Rebecca H. Davis, Area Water Resources Agent

Summer brings thoughts of vacation, hot days, and afternoon thunderstorms! During storms, the first concern is getting inside to keep dry. However, it is important to keep in mind that electrical storms can cause power surges which can damage equipment and cause personal injury and death by electrocution if systems are not properly grounded. Clemson’s Agricultural Safety Program and the Regional Water Resources Agents are sending voltage testers to farmers to remind them to check irrigation systems before touching any part of it, especially after thunderstorms.  Also, it is crucial to check the ground rods on irrigation systems and grain bins equipped with electronic scales. A National Electric Code (NEC) states that the minimum ground rod length is 8’ and 5/8” in diameter. The rod, generally copper-coated steel, must be totally driven into the ground near the electrical control box. A copper wire connecting the control box to the rod is tightly clamped to the ground rod. This creates a path of least resistance for stray voltage to go into the ground instead of through an individual touching the energized equipment, risking the chance of injury or death.

Over time, the grounding connector which attaches the conducting copper wire to the ground rod can become loose due to freezing and thawing or even disconnected due to damage such as by mowing equipment.
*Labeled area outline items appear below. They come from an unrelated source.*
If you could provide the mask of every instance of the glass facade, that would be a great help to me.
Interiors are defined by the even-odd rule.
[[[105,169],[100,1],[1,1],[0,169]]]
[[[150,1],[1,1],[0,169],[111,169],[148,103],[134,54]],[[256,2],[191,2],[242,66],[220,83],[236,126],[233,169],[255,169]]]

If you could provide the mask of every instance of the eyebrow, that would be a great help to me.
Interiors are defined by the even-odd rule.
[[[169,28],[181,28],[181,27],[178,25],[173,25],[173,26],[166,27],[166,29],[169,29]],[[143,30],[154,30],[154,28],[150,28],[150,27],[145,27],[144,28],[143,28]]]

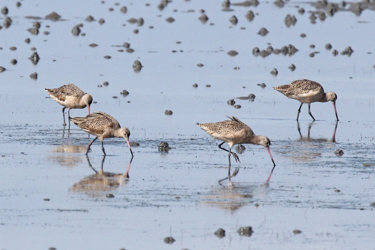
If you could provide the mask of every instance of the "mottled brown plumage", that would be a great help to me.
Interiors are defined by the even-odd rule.
[[[315,118],[311,114],[310,110],[310,104],[312,102],[326,102],[328,101],[331,101],[333,104],[336,118],[338,121],[339,120],[337,112],[336,111],[336,102],[337,99],[337,96],[332,91],[325,93],[321,85],[316,82],[307,79],[299,79],[289,84],[273,87],[273,89],[282,93],[288,98],[295,99],[301,102],[301,106],[300,106],[297,114],[297,121],[301,112],[301,107],[303,103],[307,103],[309,105],[309,114],[315,121]]]
[[[228,172],[228,178],[230,183],[231,184],[231,182],[230,181],[231,154],[233,155],[236,161],[240,161],[237,154],[231,151],[232,147],[235,144],[250,144],[261,145],[264,147],[270,154],[274,166],[275,166],[274,162],[273,161],[270,150],[270,145],[271,144],[270,139],[264,135],[255,135],[249,126],[237,117],[234,116],[231,117],[228,116],[226,117],[231,120],[217,123],[196,124],[214,138],[223,141],[222,143],[219,144],[219,147],[229,152],[228,158],[229,160],[229,171]],[[221,147],[222,145],[225,142],[229,144],[229,150]]]
[[[70,120],[85,132],[96,136],[88,144],[86,151],[86,155],[91,144],[98,138],[102,141],[102,150],[104,155],[106,155],[103,145],[104,138],[118,137],[124,138],[126,140],[132,157],[133,157],[133,152],[129,142],[130,132],[128,128],[121,127],[118,122],[111,115],[104,112],[97,111],[87,115],[84,117],[75,117],[70,118]]]
[[[82,91],[82,90],[71,83],[63,85],[56,88],[46,88],[46,91],[51,98],[63,106],[63,125],[65,123],[65,115],[64,111],[68,108],[68,117],[70,118],[69,111],[72,108],[84,108],[87,106],[88,114],[90,113],[90,105],[93,102],[92,97]],[[70,123],[69,123],[70,124]]]

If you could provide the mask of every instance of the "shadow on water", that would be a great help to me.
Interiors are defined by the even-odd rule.
[[[221,183],[228,180],[228,177],[219,180],[218,183],[220,186],[214,188],[212,193],[206,195],[201,203],[205,205],[234,212],[240,208],[254,202],[253,198],[267,195],[270,189],[270,180],[275,166],[272,168],[267,180],[261,184],[240,183],[235,185],[226,185]],[[236,168],[230,177],[237,175],[239,171],[239,168]]]
[[[332,137],[314,137],[310,135],[313,126],[317,123],[315,121],[309,123],[307,136],[301,132],[299,122],[297,122],[297,130],[300,136],[298,139],[285,141],[284,150],[280,151],[286,156],[298,162],[317,160],[322,157],[322,154],[336,145],[336,130],[338,123],[336,122]]]
[[[337,129],[337,124],[339,122],[338,121],[336,121],[336,124],[334,126],[334,129],[333,130],[333,134],[332,136],[332,138],[330,139],[323,138],[312,138],[310,137],[310,130],[311,129],[311,127],[312,127],[313,125],[314,124],[315,122],[315,121],[312,121],[309,123],[308,135],[306,137],[304,137],[301,133],[301,129],[300,127],[300,123],[298,121],[297,121],[297,129],[298,130],[298,133],[300,133],[300,138],[298,141],[306,142],[333,142],[335,143],[336,142],[336,130]]]
[[[61,145],[54,148],[50,152],[61,153],[48,157],[50,162],[65,167],[74,167],[81,164],[83,160],[82,156],[76,156],[70,153],[82,153],[86,150],[86,147],[75,145]]]
[[[130,159],[125,173],[104,172],[103,166],[105,159],[105,156],[102,160],[100,169],[99,171],[95,170],[90,163],[88,157],[86,156],[86,157],[88,166],[95,174],[87,176],[74,184],[69,189],[69,191],[84,193],[92,197],[100,196],[107,194],[109,192],[117,189],[120,185],[125,185],[129,182],[129,169],[133,157]]]

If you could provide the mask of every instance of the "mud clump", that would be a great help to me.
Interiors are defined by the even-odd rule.
[[[225,0],[221,4],[221,6],[223,6],[223,8],[226,9],[229,8],[229,6],[231,6],[231,2],[229,0]]]
[[[125,14],[128,12],[128,8],[126,7],[126,6],[123,6],[120,9],[120,11],[124,14]]]
[[[248,13],[246,13],[246,15],[245,15],[245,17],[246,17],[246,19],[248,19],[249,22],[251,22],[253,21],[254,19],[254,17],[255,16],[255,15],[254,15],[254,12],[253,12],[252,10],[249,10],[248,12]]]
[[[172,149],[166,142],[162,142],[158,145],[158,150],[160,152],[168,152]]]
[[[32,73],[30,75],[30,78],[32,79],[37,79],[38,78],[38,74],[36,72]]]
[[[251,236],[252,233],[254,232],[252,228],[250,226],[240,228],[237,232],[241,236],[247,236],[248,237]]]
[[[52,20],[52,21],[57,21],[61,18],[61,16],[58,15],[54,11],[52,11],[46,16],[45,18],[47,20]]]
[[[245,146],[242,144],[240,144],[239,145],[237,145],[236,147],[236,151],[237,153],[240,154],[243,153],[246,150],[246,148]]]
[[[297,22],[297,19],[296,18],[295,16],[294,15],[291,16],[289,14],[286,15],[284,19],[284,22],[285,23],[285,25],[287,27],[290,27],[292,25],[294,26]]]
[[[34,36],[36,36],[39,34],[39,30],[35,28],[30,28],[27,29],[27,31],[30,32],[30,34]]]
[[[258,56],[260,52],[260,51],[259,50],[259,48],[258,47],[255,47],[253,49],[252,53],[253,55],[254,55]]]
[[[302,232],[302,231],[301,231],[301,230],[299,230],[298,229],[295,229],[293,231],[293,233],[294,234],[299,234],[301,233]]]
[[[94,19],[94,17],[92,16],[88,15],[87,17],[85,19],[85,21],[87,21],[87,22],[92,22],[95,21],[95,19]]]
[[[267,29],[266,29],[265,28],[262,27],[261,28],[260,30],[259,30],[259,31],[258,31],[257,34],[258,35],[260,35],[262,36],[264,36],[267,34],[268,34],[269,33],[269,32],[270,31],[268,31],[268,30],[267,30]]]
[[[279,72],[278,72],[278,70],[276,69],[276,68],[274,68],[273,69],[271,70],[271,72],[270,73],[271,73],[271,75],[275,76],[277,76],[278,74],[279,73]]]
[[[167,18],[166,19],[165,21],[166,21],[168,22],[171,23],[171,22],[174,22],[175,21],[175,20],[174,18],[173,18],[170,17]]]
[[[238,19],[236,16],[232,16],[231,18],[229,18],[229,21],[233,25],[236,25],[238,22]]]
[[[213,234],[221,239],[225,237],[225,231],[220,228],[216,230]]]
[[[199,19],[199,21],[201,21],[201,22],[204,24],[205,24],[208,20],[208,18],[204,13],[202,13],[198,19]]]
[[[9,16],[7,16],[4,20],[4,22],[3,23],[3,26],[5,28],[8,28],[10,26],[10,25],[12,24],[12,22],[13,21],[10,18]]]
[[[81,33],[81,29],[80,28],[80,25],[76,25],[72,29],[72,33],[74,36],[78,36]]]
[[[352,49],[351,47],[350,46],[348,46],[345,48],[345,49],[340,52],[340,54],[341,55],[347,55],[348,56],[350,56],[353,52],[354,52],[354,51]]]
[[[172,111],[169,109],[167,109],[164,111],[164,114],[166,115],[171,115],[173,114],[173,112],[172,112]]]
[[[123,90],[122,91],[120,92],[120,94],[122,95],[123,96],[126,96],[128,95],[129,94],[129,92],[125,90]]]
[[[166,244],[171,244],[176,240],[172,237],[166,237],[164,240],[164,243]]]
[[[229,55],[231,57],[235,57],[236,56],[238,55],[238,52],[236,51],[235,50],[231,50],[227,53],[228,55]]]
[[[141,71],[143,66],[138,60],[136,60],[133,64],[133,70],[134,72],[138,72]]]
[[[236,104],[236,102],[234,101],[234,99],[231,99],[230,100],[228,100],[227,101],[226,104],[228,105],[230,105],[231,106],[232,106]]]
[[[276,0],[276,1],[273,2],[273,3],[275,4],[275,5],[280,8],[282,8],[284,7],[284,5],[285,4],[284,1],[282,0]]]
[[[28,58],[28,59],[32,62],[33,64],[36,65],[38,63],[38,62],[39,61],[39,60],[40,59],[40,57],[39,57],[39,55],[38,55],[38,53],[36,51],[33,53],[33,54],[30,56],[30,57]]]
[[[5,16],[8,13],[8,8],[4,6],[1,9],[1,13]]]

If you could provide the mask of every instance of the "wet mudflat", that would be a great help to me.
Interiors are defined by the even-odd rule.
[[[224,9],[192,1],[162,10],[142,1],[8,6],[0,18],[0,248],[374,249],[373,5],[348,3],[332,16],[331,5],[277,1]],[[53,11],[59,20],[46,18]],[[263,27],[268,33],[258,34]],[[290,44],[298,51],[267,50]],[[354,52],[341,54],[348,46]],[[272,87],[298,78],[337,94],[338,122],[330,102],[312,104],[314,122],[304,105],[296,121],[299,103]],[[70,82],[93,96],[92,112],[129,128],[140,144],[131,162],[124,139],[105,139],[105,157],[96,141],[87,157],[93,136],[73,124],[63,129],[62,106],[44,88]],[[227,154],[195,123],[226,115],[271,139],[269,182],[267,151],[245,145],[231,166],[239,168],[234,186],[218,183]],[[163,141],[168,152],[158,150]],[[249,226],[253,232],[240,235]]]

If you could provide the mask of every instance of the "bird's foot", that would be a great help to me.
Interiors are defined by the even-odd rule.
[[[233,153],[233,157],[234,157],[234,159],[236,160],[236,162],[237,162],[238,161],[238,162],[241,162],[241,161],[240,160],[240,158],[238,157],[238,156],[237,155],[237,154],[236,153]]]
[[[236,168],[236,169],[234,170],[234,172],[233,172],[233,174],[232,175],[232,177],[236,176],[238,174],[238,172],[240,171],[239,168]]]

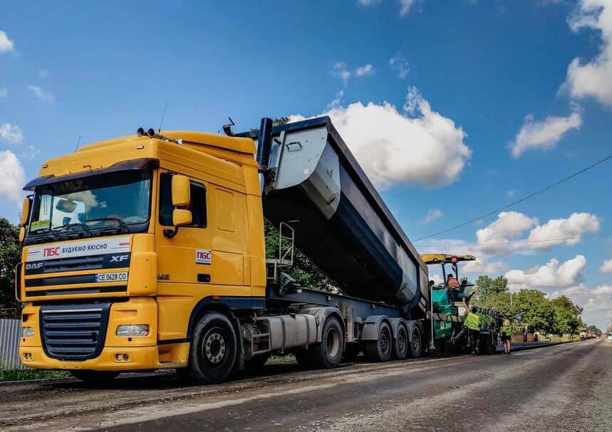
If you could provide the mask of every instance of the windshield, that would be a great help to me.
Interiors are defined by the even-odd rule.
[[[147,229],[151,173],[130,170],[36,188],[28,237],[39,243]]]

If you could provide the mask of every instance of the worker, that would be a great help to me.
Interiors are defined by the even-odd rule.
[[[476,306],[469,309],[465,304],[465,300],[463,301],[463,305],[467,312],[463,323],[467,327],[470,340],[472,341],[472,355],[478,355],[480,347],[480,326],[482,325],[482,320],[476,314]]]
[[[502,321],[502,342],[504,343],[504,352],[510,354],[510,339],[512,338],[512,326],[510,320],[504,318]]]
[[[452,273],[449,273],[446,278],[446,288],[449,290],[458,290],[460,286],[457,278],[453,276]]]

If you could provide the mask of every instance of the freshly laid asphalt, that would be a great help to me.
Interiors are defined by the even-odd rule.
[[[215,386],[171,374],[0,385],[0,429],[101,431],[612,431],[612,343],[511,355],[294,364]]]

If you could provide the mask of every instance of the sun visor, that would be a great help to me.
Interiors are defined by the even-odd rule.
[[[24,186],[24,191],[33,191],[34,188],[44,184],[51,184],[52,183],[59,183],[67,180],[76,180],[82,179],[89,176],[95,176],[101,174],[108,174],[110,172],[116,172],[118,171],[129,171],[132,169],[149,169],[159,168],[160,161],[152,157],[142,157],[140,159],[135,159],[130,161],[122,161],[113,164],[107,168],[100,168],[100,169],[92,169],[89,171],[83,171],[69,174],[65,176],[44,176],[38,177],[28,182]]]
Therefore, it is necessary to inspect the connection on a regular basis. Another safety reminder is to always check for the presence of stray voltage by brushing any questionable equipment with the back of your hand. Grabbing a charged object will result in the inability to let go and likely cause death by electrocution.

It is also good to keep in mind that your house should also be grounded in a similar manner.

Figure 1. Copper wire is attached to a ground rod with a grounding connector.

Figure 2. Electrical control box grounding system.

Figure 3. A non-contact voltage tester.